All tasks can be individually enabled or disabled via environment variable flags. See ENV.md for the full list.

Data Sources App Synchronization

The SM synchronizes three entity types to the DS App:

  • Agencies
  • Data Sources
  • Meta URLs

Each entity has three sync operations (add, update, delete), for nine tasks total. Each task:

  1. Queries the SM database for entities that need syncing.
  2. Sends a request to the corresponding DS API endpoint (/v3/sync/{entity}/{action}).
  3. Updates local tracking records (DS App Link tables) to reflect the sync.

Synchronization runs hourly.

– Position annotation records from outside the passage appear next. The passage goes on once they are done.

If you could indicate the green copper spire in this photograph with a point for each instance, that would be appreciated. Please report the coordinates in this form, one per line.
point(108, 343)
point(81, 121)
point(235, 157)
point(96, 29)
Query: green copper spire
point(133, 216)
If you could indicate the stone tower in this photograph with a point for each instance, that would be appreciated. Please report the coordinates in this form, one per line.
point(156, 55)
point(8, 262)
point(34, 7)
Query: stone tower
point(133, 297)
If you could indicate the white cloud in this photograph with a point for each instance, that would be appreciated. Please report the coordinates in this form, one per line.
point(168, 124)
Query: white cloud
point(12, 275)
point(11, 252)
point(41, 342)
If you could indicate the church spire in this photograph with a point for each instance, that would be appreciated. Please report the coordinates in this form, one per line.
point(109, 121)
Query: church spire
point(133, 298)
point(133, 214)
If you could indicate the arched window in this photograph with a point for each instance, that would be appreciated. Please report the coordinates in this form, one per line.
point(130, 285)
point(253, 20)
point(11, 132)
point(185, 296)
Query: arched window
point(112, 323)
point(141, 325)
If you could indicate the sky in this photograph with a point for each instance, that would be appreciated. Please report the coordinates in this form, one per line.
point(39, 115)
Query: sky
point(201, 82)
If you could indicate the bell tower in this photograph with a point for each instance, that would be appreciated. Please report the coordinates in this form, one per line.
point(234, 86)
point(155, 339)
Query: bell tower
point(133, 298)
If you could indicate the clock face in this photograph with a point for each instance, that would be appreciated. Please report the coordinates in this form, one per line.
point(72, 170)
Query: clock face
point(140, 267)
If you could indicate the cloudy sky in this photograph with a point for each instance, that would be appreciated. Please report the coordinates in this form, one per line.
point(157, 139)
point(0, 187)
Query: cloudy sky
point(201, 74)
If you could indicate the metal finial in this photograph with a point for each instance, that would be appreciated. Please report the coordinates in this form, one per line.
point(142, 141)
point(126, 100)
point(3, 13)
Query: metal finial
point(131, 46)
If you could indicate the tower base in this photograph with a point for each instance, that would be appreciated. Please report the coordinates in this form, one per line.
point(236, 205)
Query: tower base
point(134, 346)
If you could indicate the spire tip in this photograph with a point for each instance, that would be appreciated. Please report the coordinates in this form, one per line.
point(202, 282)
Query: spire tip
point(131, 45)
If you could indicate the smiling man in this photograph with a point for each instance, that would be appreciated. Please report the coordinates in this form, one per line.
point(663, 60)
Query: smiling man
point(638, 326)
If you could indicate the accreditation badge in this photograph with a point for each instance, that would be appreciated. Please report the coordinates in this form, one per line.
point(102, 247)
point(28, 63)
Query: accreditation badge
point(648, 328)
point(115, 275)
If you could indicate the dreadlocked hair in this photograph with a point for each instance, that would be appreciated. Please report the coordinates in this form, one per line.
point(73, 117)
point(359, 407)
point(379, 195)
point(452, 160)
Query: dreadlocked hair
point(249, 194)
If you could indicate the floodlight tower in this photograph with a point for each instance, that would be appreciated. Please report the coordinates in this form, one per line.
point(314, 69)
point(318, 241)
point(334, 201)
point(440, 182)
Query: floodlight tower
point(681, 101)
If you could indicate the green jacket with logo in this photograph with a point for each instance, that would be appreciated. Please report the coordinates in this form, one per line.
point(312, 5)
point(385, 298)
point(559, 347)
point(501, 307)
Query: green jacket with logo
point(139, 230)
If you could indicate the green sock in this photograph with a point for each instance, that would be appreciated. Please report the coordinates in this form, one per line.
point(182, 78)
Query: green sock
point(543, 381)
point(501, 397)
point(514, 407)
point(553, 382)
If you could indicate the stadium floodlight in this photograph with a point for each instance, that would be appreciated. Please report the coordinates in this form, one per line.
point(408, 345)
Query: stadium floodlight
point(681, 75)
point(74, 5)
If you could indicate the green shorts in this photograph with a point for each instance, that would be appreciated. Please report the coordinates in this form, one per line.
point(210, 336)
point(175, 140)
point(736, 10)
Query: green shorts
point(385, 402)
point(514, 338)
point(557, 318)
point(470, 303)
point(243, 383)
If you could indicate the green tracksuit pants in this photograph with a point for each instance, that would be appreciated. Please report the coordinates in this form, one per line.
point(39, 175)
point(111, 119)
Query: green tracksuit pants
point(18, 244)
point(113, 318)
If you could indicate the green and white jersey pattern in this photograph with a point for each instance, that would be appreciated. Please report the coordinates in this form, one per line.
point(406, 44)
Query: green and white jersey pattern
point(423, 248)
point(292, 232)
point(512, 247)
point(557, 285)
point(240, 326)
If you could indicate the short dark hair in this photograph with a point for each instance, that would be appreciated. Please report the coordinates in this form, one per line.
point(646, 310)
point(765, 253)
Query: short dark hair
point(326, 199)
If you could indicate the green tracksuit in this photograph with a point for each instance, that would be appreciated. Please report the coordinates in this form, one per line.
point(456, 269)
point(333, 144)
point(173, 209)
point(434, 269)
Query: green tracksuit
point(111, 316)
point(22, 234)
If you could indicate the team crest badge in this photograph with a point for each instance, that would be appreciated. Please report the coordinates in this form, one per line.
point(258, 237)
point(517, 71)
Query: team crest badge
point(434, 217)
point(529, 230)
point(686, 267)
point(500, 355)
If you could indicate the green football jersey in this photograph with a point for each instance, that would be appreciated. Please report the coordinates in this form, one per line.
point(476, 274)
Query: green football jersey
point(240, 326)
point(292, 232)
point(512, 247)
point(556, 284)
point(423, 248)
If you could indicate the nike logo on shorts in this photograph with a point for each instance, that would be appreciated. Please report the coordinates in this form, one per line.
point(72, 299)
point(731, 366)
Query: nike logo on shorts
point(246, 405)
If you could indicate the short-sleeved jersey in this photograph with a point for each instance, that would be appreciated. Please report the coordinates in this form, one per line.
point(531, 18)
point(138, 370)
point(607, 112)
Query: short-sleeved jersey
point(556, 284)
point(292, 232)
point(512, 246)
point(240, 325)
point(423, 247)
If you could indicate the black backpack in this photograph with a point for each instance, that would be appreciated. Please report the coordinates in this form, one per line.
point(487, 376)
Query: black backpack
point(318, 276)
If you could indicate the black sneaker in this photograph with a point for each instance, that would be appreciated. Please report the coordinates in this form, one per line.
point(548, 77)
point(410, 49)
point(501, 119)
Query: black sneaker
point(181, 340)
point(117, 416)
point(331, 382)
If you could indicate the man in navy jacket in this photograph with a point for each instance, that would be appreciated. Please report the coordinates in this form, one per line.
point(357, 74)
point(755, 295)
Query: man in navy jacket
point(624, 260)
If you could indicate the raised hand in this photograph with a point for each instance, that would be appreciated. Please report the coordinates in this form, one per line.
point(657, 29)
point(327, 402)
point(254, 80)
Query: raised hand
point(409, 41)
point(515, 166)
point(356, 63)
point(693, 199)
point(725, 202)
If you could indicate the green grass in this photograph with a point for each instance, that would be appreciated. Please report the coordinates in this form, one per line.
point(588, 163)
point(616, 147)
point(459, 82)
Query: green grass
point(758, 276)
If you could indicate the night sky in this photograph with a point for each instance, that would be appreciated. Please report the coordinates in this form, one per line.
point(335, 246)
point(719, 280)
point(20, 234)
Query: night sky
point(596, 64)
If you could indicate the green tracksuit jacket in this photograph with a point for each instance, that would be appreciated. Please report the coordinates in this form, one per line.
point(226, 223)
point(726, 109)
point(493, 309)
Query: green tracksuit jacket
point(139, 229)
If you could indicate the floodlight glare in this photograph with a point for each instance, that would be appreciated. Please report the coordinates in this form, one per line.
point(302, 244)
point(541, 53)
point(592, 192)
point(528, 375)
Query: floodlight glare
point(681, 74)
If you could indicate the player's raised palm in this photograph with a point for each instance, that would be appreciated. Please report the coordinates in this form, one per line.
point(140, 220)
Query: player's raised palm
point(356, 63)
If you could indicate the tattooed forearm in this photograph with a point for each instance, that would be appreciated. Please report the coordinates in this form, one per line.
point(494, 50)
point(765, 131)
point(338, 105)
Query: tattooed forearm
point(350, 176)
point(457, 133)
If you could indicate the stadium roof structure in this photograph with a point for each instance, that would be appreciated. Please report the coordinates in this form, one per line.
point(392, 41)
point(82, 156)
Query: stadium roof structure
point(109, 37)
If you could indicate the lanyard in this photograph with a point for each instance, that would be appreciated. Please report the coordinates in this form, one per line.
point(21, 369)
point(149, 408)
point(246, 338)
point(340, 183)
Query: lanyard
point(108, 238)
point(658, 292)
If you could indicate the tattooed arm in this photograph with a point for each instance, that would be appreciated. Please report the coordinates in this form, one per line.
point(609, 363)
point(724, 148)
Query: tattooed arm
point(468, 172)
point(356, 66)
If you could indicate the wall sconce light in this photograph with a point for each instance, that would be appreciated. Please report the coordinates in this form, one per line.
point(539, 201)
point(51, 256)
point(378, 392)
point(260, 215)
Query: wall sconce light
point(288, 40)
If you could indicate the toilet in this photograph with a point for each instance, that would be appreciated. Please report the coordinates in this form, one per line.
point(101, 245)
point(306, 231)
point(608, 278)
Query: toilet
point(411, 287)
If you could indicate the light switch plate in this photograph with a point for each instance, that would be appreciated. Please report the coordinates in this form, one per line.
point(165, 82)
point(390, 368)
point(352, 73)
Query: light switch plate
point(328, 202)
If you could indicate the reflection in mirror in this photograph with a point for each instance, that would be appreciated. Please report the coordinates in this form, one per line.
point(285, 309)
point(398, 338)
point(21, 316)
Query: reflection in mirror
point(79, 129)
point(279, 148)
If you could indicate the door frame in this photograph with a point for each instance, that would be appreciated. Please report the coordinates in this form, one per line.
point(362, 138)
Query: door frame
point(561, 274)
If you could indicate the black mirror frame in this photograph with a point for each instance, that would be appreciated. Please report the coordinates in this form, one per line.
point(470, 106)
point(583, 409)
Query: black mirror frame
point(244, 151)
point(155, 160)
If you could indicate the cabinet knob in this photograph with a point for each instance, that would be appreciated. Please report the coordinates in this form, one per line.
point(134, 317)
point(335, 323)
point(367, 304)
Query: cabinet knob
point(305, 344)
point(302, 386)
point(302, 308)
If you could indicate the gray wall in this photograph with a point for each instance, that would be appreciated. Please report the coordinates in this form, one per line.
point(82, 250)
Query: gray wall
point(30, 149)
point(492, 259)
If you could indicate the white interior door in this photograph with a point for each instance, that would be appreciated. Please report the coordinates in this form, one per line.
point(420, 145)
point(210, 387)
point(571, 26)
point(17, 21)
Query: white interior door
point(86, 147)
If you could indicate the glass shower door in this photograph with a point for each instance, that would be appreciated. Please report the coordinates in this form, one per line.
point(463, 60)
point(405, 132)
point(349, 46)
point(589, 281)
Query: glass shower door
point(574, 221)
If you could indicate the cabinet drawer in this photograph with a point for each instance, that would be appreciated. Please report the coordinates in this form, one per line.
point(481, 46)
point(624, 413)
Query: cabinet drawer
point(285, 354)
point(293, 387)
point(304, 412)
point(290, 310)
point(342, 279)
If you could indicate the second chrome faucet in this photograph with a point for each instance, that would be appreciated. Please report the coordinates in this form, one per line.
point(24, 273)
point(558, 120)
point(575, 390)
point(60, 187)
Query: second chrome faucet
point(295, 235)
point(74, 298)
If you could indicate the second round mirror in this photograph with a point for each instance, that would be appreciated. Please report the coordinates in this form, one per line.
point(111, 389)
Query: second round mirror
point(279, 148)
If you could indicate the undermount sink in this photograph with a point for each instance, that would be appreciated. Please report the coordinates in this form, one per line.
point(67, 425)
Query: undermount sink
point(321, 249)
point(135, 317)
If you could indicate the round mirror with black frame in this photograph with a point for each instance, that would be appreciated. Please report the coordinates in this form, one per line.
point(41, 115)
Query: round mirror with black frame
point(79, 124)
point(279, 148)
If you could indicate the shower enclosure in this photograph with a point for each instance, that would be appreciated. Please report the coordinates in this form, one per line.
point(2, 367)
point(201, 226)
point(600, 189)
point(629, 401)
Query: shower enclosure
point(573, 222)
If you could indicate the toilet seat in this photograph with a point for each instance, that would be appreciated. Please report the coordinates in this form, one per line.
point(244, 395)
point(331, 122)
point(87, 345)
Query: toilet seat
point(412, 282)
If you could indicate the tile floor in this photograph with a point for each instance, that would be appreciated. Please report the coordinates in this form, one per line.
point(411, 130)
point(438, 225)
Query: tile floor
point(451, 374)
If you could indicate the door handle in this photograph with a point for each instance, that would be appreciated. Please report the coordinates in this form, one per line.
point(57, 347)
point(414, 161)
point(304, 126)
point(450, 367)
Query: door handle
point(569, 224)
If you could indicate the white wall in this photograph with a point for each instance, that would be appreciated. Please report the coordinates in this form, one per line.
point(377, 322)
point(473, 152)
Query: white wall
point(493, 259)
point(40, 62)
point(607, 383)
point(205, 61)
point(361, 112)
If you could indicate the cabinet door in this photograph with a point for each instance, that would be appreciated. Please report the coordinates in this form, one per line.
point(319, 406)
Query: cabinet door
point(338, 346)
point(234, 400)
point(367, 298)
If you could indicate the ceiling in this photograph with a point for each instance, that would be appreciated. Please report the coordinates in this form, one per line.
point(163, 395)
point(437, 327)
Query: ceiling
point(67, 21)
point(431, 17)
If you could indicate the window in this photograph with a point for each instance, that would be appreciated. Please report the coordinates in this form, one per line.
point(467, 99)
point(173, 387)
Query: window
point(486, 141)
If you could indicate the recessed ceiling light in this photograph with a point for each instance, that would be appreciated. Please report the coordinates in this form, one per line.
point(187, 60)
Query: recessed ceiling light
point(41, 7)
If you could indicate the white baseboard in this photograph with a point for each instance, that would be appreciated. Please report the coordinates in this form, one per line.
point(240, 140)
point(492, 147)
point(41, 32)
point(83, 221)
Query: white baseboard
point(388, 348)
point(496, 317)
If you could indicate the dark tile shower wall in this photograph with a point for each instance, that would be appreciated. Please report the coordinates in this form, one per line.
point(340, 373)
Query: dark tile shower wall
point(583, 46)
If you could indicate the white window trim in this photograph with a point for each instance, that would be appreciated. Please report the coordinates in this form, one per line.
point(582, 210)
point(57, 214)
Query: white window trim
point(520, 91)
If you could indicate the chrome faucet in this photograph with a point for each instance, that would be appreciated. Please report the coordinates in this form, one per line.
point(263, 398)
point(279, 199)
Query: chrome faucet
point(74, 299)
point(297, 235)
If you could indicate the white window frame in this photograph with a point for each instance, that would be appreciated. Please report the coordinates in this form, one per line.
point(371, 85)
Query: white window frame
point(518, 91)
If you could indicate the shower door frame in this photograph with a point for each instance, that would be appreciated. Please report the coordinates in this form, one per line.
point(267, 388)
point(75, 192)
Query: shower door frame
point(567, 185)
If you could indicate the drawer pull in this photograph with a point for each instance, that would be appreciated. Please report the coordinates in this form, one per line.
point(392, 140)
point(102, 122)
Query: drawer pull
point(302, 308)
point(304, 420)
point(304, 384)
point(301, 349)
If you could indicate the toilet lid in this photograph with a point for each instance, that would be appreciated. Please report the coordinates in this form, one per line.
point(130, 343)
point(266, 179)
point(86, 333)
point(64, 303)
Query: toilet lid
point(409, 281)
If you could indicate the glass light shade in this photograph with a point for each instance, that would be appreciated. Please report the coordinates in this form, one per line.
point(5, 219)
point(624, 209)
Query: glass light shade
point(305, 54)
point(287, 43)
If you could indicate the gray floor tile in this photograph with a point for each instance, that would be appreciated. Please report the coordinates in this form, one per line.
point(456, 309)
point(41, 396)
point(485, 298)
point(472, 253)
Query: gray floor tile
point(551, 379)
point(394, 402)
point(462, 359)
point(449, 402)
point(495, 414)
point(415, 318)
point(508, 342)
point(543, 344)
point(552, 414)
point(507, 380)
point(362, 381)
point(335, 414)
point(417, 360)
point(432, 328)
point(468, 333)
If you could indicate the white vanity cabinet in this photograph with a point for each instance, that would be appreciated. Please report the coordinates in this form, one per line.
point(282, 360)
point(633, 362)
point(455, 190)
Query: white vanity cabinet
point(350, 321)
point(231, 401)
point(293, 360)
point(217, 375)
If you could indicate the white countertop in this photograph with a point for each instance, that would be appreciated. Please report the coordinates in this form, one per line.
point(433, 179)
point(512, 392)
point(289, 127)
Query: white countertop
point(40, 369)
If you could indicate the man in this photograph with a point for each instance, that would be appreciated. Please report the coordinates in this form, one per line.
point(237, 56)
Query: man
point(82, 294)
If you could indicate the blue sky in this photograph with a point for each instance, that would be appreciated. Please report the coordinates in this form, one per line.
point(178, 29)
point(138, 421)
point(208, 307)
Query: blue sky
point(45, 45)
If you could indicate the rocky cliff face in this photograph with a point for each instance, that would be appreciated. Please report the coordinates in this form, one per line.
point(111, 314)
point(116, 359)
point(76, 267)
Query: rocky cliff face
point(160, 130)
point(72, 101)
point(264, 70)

For full details on preconditions and behavior, see the Syncing to Data Sources App section of the root README.

Identification Pipeline

flowchart TD
    SourceCollectors["**Source Collectors:** scripts for creating batches of potentially useful URLs using different strategies"]
    Identifier["Batches are prepared for labeling by automatically collecting metadata and identifying low-hanging fruit properties"]
    SourceCollectorLabeling["Human labeling of missing or uncertain metadata takes place in Source Collector Retool app"]
    SourceCollectorReview["Human Final Review of the labeled sources, for submission or discard, in Retool"]
    API["Submitting sources to the Data Sources API when they are Relevant and have an **Agency, Record Type, and Name**"]

    SourceCollectors --> Identifier
    Identifier --> SourceCollectorLabeling
    SourceCollectorLabeling --> SourceCollectorReview
    SourceCollectorReview --> API
    API --> Search["Allowing users to search for data and browse maps"]
    Search --> Sentiment["Capturing user sentiment and overall database utility"]
    API --> MLModels["Improving ML metadata labelers: relevance, agency, record type, etc"]
    API --> Missingness["Documenting data we have searched for and found to be missing"]
    Missingness --> Maps["Mapping our progress and the overall state of data access"]

    classDef default fill:#fffbfa,stroke:#000,stroke-width:1px,color:#000;
    class API gold;
    class Search lightgold;
    class MLModels,Missingness lightergold;
    classDef gray fill:#bfc0c0
    classDef gold fill:#d5a23c
    classDef lightgold fill:#fbd597
    classDef lightergold fill:#fdf0dd
    classDef byzantium fill:#dfd6de
Loading

Training Pipeline

sequenceDiagram

participant HF as Hugging Face
participant GH as GitHub
participant SC as Source Collector app
participant PDAP as PDAP API

loop create batches of URLs <br/>for human labeling
  SC ->> SC: Crawl for a new batch<br/> of URLs with common_crawler<br/> or other methods
  SC ->> SC: Add metadata to each batch<br/> with source_tag_collector
  SC ->> SC: Add labeling tasks in <br/> the Source Collector app

loop annotate URLs
  SC ->> SC: Users label using<br/>Retool interface
  SC ->> SC: Reviewers finalize <br/> and submit labels
end

loop update training data <br/> with new annotations
  SC ->> SC: Check for completed <br/> annotation tasks
  SC -->> PDAP: Submit labeled URLs to the app
  SC ->> HF: Write all annotations to <br/> training-urls dataset
  SC ->> SC: maintain batch status
end

loop model training
  HF ->> HF: retrain ML models with <br/>updated data using <br/>trainer in hugging_face
end

end
Loading

Application Startup

On startup (lifespan in src/api/main.py), the app initializes in this order:

  1. EnvVarManager and environment variables are loaded.
  2. Database clients (DatabaseClient, AsyncDatabaseClient) are created and the database schema is initialized.
  3. An aiohttp.ClientSession is created for all outbound HTTP requests.
  4. External service clients are created (PDAP, HuggingFace, Internet Archive, MuckRock).
  5. The TaskManager is built with all URL task operators.
  6. The AsyncCollectorManager is built and linked to the task manager (so collection triggers processing).
  7. AsyncCore is assembled from the above components.
  8. The AsyncScheduledTaskManager is built and its jobs are registered.
  9. All three shared objects (async_core, async_scheduled_task_manager, logger) are placed into app.state for dependency injection into endpoints.